日帝強制動員被害者の支援団体が、今年の国政監査で外交部がヤン・クムドクさん(94)を対日外交のスケープゴートにしたことをほのめかしたと指摘した。
韓日歴史正義平和行動、日帝強制動員市民の会(市民の会)は12日に発表した声明で、「ヤンさんの叙勲問題は強制動員の解決策と結び付けて判断するという外交部の主張は、『対日屈辱外交』の典型を示すものだ」と述べた。
パク・チン外交部長官は今月10日に国会で行われた外交統一委員会の外交部に対する国政監査で、野党「共に民主党」のキム・ホンゴル議員にヤンさんの叙勲と人権賞授与の手続きを再開するのかどうかを問われ、「現在は強制動員について政府の解決策が履行されている、そのような面も総合的に考慮することが必要だ」と答えた。
これに対しキム議員が「答弁を聞くと、行政や手続き的な問題ではなく、外交上の問題だということを是認したのではないか」と問うと、パク長官は「あの時は日本に対して何らかの強制動員問題を解決するための解決策を提示する前だった」と釈明した。
キム議員は再び「国内で活動する内国人に人権委員会が賞を与えるというのに、なぜ外交的問題で、なぜ日本の顔色をうかがわなければならないのか」と質問。パク長官は「当然その賞そのものを見て判断しなければならないが、状況や時期については総合的な考慮が必要なのではないかというのが私たちの立場」だと答えた。
市民の会はパク長官の発言について、外交部は当初、叙勲・賞授与反対の理由として手続き上の問題を主張していたが、今は日本との関係問題を主張する方向へと立場を変えていると指摘した。
市民の会は声明で「ヤンさんに対する叙勲の保留の背景には、特にくみ取るに値する正当な理由があったのではなく、日本との関係が悪化するのではないかと考えて尹錫悦(ユン・ソクヨル)政権が先に自ら頭を下げたもの」だとし、「1992年の最初の日本での訴訟を皮切りに、32年間にわたって法廷闘争を繰り広げているヤンさんを、低姿勢屈辱外交のために犠牲にするとは話にならない」と批判した。
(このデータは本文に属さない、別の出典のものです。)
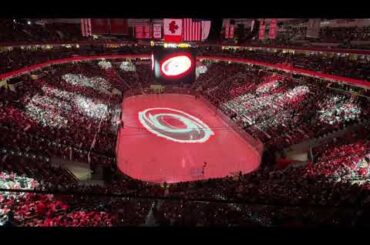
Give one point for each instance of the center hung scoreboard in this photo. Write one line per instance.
(174, 65)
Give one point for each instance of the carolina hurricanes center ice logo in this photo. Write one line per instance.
(175, 125)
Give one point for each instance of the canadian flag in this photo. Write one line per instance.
(172, 30)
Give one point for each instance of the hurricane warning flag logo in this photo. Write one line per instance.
(175, 125)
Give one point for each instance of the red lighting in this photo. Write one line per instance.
(177, 65)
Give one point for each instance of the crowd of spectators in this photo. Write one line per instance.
(278, 109)
(71, 110)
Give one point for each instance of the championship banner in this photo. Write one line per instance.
(313, 28)
(261, 34)
(100, 26)
(86, 27)
(206, 28)
(157, 31)
(139, 31)
(147, 31)
(273, 29)
(119, 26)
(229, 31)
(172, 30)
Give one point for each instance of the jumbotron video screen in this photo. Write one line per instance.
(174, 66)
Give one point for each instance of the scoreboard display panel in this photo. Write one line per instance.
(171, 65)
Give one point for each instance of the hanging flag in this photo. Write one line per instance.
(252, 25)
(139, 31)
(229, 31)
(261, 34)
(206, 28)
(86, 27)
(313, 28)
(273, 29)
(100, 26)
(119, 26)
(172, 29)
(192, 30)
(157, 31)
(147, 31)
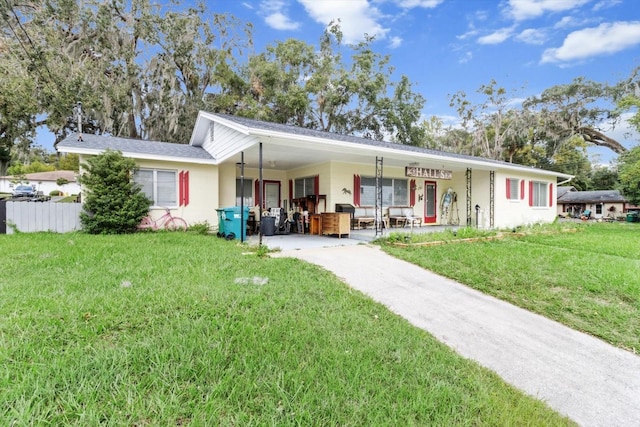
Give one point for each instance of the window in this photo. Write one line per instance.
(395, 192)
(248, 199)
(158, 185)
(303, 187)
(538, 196)
(514, 189)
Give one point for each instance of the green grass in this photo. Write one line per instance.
(588, 280)
(186, 329)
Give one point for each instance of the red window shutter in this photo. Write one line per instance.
(186, 188)
(530, 193)
(180, 187)
(412, 192)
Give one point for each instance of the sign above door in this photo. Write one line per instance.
(427, 173)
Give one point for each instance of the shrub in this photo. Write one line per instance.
(200, 228)
(114, 203)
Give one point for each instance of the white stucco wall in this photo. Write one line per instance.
(511, 213)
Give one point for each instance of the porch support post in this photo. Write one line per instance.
(468, 174)
(260, 195)
(492, 197)
(243, 229)
(378, 222)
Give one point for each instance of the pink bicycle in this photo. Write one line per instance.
(166, 221)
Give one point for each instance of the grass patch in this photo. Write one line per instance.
(189, 329)
(589, 280)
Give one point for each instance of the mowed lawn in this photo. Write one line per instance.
(178, 329)
(588, 279)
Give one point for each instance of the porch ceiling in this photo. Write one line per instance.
(285, 155)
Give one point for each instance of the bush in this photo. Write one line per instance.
(200, 228)
(114, 203)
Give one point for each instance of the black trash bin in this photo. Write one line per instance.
(268, 225)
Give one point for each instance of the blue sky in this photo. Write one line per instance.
(446, 46)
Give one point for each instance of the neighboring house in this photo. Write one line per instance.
(305, 169)
(601, 203)
(44, 182)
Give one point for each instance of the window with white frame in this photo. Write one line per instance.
(158, 185)
(303, 187)
(539, 193)
(395, 192)
(513, 189)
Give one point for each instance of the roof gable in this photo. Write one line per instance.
(134, 148)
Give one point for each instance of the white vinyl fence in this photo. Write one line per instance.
(43, 216)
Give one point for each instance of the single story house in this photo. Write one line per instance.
(44, 182)
(601, 203)
(232, 160)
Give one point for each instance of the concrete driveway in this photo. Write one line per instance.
(593, 383)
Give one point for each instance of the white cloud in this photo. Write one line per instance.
(275, 15)
(521, 10)
(281, 22)
(357, 17)
(604, 39)
(468, 56)
(532, 36)
(395, 42)
(427, 4)
(605, 4)
(496, 37)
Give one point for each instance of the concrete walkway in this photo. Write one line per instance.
(591, 382)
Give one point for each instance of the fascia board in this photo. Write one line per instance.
(140, 156)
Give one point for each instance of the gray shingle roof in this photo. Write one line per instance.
(138, 146)
(598, 196)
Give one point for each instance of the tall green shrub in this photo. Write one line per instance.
(114, 203)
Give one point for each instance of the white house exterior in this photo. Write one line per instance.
(296, 164)
(46, 182)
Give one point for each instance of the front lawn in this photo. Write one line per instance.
(588, 279)
(184, 329)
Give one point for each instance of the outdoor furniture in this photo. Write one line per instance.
(362, 216)
(401, 216)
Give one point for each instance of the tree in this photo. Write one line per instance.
(627, 97)
(141, 71)
(494, 123)
(296, 83)
(629, 174)
(114, 203)
(578, 108)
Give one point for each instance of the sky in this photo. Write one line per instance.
(447, 46)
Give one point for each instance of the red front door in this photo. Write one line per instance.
(430, 202)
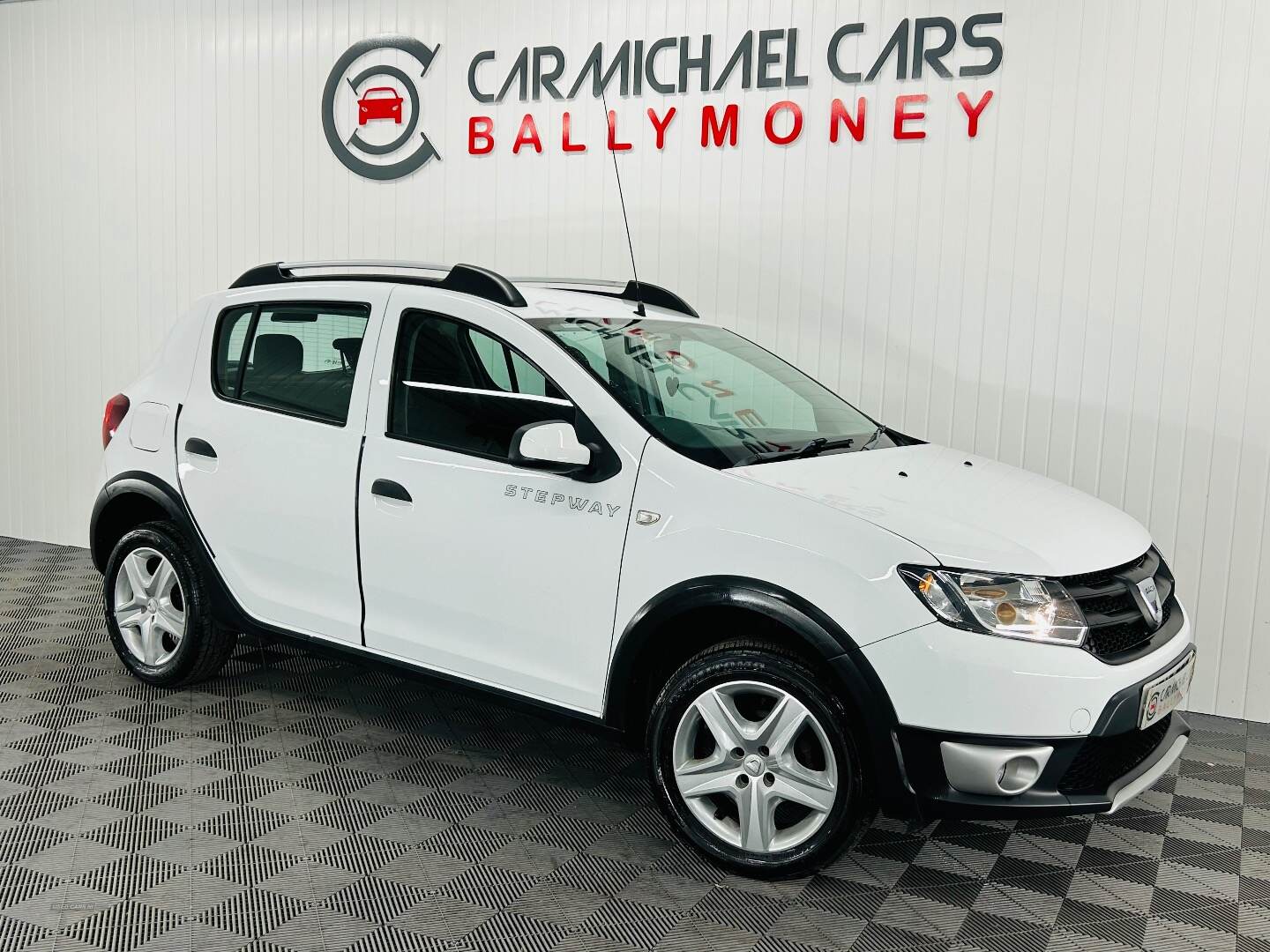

市民の会は「ヤンさんの人権賞受賞問題は外交的判断の対象ではない」とし、「国家人権委員会が厳格な審査を経て最終候補者を選定する大韓民国人権賞に、外交部は介入するな」と述べた。
国家人権委員会は、30年間にわたって日本政府に対して強制動員に対する謝罪と被害の補償を求めてきた功労を認め、ヤンさんに昨年12月の「世界人権デー」(12月10日)記念式で人権賞、国民勲章牡丹章を授与する予定だった。しかし外交部が「事前協議が必要な事項」だとする意見を提示し、行政安全部も国務会議に案件として上程しなかったため、実現していない。